A tank contains 500L of salty water. Pure water is pumped in at a rate of 10 L/sec, and the the mixture is pumped out at a rate of 15L/ sec. If the concentration of salt is 5g/L initially, form an equation of amount of salt, s, at t seconds.

This is a word problem with the task of forming a first order differential equation (or DE), and involves two major aspects that need to be worked out: the volume of water in the tank at any given point, and the amount of salt in the mixture at that same point. The water volume in the tank is constantly changing, as water is both being pumped in and out of the tank. Hence the expression for the volume of water can be written as 500 (the initial) + 10t(as 10 L are pumped in every second) - 15t (as 15L are pumped out), = 500-5t. The second aspect, the amount of salt at any given time, can be considered in terms of the rate of change of salt amount, or change in salt concentration. The salt concentration is very simply amount of salt/volume. As no salt is being added, only removed when being pumped out, the change in salt concentration is -15s/V, or -15s/500-5t, which can be simplified.

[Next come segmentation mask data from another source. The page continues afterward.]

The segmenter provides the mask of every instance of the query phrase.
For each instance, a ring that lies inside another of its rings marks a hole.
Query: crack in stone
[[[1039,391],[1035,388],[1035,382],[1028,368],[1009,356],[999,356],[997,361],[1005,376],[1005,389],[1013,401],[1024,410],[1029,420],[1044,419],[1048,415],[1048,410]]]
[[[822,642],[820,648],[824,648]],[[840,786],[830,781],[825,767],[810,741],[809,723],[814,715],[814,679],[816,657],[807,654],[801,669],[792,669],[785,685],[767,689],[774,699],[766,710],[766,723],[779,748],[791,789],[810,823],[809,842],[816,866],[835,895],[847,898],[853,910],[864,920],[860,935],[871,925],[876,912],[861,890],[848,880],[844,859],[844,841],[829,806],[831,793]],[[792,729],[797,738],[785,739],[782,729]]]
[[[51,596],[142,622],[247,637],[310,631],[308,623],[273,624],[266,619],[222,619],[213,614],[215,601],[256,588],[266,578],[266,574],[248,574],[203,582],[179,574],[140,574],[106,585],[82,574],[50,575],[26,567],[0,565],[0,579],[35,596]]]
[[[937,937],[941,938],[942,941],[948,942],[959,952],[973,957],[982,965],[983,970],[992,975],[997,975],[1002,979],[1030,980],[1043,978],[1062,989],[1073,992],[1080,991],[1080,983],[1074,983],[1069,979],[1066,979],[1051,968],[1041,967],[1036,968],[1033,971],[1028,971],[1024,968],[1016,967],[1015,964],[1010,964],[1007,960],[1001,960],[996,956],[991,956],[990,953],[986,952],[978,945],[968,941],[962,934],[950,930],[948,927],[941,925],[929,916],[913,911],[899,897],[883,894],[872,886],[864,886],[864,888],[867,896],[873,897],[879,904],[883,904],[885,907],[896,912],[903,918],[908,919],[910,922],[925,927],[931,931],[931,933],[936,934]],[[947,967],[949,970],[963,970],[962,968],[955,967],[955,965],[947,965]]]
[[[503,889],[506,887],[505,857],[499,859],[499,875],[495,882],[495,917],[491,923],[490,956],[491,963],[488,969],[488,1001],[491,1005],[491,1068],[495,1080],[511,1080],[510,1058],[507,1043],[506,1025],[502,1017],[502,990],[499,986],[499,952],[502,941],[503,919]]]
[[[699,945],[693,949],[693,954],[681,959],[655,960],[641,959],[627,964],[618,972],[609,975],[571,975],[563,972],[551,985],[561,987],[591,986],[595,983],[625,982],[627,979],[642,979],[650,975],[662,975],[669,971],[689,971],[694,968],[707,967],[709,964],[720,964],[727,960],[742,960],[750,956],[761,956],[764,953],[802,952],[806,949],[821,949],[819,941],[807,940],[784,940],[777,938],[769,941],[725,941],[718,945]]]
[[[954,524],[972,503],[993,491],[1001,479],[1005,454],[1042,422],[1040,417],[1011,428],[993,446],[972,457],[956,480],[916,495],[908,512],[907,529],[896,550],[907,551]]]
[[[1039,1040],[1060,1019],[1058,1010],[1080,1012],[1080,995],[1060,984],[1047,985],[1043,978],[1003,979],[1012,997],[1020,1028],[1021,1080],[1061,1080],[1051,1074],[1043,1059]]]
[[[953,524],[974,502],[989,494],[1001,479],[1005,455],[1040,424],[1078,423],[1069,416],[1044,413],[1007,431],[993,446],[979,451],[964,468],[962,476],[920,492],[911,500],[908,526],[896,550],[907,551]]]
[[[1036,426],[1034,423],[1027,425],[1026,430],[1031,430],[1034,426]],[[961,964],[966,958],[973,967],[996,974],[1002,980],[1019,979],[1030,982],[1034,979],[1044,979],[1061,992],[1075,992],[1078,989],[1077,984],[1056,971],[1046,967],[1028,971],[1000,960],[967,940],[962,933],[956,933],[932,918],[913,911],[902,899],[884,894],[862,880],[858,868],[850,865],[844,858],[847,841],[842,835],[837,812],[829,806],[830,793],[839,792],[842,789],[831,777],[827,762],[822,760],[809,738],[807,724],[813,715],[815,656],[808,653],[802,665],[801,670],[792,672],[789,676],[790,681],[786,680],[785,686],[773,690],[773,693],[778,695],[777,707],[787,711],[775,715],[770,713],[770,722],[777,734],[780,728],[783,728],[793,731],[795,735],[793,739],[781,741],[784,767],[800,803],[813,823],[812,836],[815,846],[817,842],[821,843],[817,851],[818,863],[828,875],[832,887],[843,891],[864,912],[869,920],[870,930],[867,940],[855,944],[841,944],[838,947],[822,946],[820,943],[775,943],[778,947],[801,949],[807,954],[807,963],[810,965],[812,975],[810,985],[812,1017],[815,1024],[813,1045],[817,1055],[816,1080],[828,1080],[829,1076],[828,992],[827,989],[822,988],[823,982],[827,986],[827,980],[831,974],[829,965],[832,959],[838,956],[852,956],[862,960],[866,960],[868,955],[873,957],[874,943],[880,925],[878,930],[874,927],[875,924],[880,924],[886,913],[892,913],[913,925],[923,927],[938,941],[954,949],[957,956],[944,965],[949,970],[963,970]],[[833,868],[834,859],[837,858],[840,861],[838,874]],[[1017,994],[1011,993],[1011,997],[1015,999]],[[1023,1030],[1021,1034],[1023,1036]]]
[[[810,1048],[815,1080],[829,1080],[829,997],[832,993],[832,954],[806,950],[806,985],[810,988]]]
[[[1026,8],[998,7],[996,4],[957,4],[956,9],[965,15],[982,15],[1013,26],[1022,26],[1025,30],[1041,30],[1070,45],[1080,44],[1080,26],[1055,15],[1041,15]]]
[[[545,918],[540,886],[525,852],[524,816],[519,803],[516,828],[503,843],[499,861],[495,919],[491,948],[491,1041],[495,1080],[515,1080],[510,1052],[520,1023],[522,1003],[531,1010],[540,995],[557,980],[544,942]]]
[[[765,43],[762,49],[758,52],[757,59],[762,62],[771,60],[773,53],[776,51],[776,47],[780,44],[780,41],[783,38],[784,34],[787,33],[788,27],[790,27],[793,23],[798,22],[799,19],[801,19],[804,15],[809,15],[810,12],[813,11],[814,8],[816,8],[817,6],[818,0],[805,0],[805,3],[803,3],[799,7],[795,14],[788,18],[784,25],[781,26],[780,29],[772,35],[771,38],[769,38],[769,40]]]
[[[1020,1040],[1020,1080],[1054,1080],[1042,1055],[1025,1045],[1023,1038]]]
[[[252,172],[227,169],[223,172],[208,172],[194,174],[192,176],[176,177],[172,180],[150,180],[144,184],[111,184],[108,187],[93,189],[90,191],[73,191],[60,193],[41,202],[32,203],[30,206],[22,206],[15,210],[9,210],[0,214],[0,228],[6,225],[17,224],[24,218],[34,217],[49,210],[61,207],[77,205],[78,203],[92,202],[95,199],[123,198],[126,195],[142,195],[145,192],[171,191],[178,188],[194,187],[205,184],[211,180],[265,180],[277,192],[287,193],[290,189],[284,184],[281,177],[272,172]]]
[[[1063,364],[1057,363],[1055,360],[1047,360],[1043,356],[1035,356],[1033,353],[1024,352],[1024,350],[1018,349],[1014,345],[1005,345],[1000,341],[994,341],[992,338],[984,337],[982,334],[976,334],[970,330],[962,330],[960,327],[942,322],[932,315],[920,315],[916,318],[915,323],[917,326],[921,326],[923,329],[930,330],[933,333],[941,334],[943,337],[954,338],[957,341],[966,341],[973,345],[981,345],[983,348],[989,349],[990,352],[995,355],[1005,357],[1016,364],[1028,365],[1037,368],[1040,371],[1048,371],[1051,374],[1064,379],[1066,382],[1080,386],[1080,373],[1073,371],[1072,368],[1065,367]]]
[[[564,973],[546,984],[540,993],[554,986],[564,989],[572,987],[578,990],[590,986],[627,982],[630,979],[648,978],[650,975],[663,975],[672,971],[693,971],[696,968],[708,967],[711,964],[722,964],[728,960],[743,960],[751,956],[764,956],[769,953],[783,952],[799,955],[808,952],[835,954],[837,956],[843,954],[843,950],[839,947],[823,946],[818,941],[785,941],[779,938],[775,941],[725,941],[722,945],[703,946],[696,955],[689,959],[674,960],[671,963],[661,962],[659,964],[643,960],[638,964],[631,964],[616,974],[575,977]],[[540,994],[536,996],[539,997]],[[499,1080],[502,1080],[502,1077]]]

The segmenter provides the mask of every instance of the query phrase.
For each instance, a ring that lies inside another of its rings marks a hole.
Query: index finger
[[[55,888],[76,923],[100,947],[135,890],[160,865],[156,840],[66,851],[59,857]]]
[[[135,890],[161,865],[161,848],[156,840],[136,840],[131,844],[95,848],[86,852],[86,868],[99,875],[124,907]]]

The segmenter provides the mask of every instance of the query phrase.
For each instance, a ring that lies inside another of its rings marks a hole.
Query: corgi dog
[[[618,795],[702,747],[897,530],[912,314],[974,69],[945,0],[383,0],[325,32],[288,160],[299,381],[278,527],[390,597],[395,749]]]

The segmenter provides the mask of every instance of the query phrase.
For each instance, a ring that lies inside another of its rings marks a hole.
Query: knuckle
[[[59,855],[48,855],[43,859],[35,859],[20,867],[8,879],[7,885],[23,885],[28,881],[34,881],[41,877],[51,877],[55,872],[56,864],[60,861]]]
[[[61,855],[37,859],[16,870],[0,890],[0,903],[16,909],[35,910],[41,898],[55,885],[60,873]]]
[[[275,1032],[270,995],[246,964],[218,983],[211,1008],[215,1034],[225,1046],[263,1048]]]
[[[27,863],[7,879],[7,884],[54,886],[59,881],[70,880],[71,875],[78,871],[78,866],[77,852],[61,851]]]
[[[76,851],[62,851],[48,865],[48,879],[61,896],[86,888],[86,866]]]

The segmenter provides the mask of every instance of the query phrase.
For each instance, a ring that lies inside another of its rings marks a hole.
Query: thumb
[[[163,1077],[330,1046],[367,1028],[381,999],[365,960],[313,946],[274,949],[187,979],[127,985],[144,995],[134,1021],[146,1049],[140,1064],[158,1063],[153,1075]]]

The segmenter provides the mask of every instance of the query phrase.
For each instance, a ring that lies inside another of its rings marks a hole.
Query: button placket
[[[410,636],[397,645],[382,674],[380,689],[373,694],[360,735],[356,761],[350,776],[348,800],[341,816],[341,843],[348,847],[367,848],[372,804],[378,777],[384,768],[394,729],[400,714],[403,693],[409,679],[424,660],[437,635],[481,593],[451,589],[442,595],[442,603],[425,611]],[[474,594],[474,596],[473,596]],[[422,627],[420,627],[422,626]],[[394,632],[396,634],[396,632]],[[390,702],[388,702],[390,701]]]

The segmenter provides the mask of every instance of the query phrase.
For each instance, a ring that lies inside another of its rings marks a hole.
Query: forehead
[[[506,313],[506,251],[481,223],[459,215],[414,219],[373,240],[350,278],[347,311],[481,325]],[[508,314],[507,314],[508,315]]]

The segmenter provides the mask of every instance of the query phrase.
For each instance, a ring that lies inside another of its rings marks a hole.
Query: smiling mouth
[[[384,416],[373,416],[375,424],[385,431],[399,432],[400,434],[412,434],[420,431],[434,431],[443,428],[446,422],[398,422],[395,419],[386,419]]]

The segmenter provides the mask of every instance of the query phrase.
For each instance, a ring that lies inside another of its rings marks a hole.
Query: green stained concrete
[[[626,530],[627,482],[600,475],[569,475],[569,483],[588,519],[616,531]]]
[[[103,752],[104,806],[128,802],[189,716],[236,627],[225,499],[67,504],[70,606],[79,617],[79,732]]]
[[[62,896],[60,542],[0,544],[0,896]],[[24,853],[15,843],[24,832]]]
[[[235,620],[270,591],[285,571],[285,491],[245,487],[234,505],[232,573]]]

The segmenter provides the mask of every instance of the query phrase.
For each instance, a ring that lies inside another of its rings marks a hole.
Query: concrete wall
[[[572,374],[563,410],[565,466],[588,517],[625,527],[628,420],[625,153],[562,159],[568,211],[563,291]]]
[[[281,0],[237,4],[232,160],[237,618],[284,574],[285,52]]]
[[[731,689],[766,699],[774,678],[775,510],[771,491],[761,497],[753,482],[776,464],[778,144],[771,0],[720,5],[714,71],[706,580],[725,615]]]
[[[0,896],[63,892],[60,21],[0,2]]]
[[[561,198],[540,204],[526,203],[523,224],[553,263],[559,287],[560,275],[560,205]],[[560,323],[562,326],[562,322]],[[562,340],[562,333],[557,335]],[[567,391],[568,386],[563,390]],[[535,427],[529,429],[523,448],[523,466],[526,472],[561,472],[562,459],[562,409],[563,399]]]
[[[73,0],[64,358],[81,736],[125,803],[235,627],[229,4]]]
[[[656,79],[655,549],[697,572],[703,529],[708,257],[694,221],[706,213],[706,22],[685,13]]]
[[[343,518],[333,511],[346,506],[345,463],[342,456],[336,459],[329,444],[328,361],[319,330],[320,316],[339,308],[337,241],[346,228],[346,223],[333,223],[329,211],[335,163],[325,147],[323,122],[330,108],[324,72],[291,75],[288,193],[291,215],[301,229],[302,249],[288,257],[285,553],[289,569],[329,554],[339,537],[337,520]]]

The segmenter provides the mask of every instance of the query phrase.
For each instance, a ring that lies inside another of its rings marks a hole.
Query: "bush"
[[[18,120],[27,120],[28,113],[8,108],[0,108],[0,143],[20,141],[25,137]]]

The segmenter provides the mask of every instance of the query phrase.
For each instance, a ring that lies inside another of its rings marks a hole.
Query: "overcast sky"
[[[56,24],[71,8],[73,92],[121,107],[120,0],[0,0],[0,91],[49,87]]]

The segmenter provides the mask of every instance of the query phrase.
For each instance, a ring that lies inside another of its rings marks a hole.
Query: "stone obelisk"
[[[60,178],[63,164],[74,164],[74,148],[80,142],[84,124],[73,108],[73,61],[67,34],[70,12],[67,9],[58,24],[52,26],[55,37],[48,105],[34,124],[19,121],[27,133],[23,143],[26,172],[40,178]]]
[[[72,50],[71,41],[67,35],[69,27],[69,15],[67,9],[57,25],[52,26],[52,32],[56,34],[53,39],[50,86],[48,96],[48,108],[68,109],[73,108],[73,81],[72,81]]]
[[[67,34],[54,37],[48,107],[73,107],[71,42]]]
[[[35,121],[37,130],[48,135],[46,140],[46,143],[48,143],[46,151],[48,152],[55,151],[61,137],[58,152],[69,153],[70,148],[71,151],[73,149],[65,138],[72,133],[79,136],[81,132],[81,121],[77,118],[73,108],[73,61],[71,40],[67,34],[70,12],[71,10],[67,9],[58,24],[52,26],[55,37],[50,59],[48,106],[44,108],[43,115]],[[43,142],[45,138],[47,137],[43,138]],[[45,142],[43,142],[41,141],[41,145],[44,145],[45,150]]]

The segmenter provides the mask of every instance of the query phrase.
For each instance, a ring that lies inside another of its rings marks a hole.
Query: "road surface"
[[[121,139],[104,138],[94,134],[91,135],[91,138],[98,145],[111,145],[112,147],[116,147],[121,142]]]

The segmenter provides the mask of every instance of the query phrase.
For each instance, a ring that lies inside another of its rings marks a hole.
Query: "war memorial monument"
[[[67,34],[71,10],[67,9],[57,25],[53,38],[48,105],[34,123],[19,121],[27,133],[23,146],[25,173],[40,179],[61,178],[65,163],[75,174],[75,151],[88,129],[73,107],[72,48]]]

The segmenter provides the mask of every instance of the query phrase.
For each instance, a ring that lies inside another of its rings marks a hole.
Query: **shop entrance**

Hence, ds/dt = -3s/100-t, and hence ds/dt + 3s/100-t = 0. This is a first order homogeneous DE, and, using an integrating factor, e^{integral of (3/100-t) dt} , the equation becomes (100-t)^-3 ds/dt + 3y(100-t)^-4 (as the integral of 3/100-t is -3ln|100-t|). Applying the product rule and implicit differentiation, the differential of y(100-t)^-3 is the expression on the LHS, and hence integrating both sides of the DE gives this expression, with the final answer being y(100-t)^-3= C (as the integral of 0 is 0, and the constant of integration can hence be placed on the RHS for simplicity). Using the initial boundary condition (as an initial concentration of 5g/L of salt means there is 5X500 grams of salt initially), the value of the constant of integration can then be found as 1/400. The final equation formed is hence y(100-t)^-3= 1/400, or y = 1/400(100-t)³.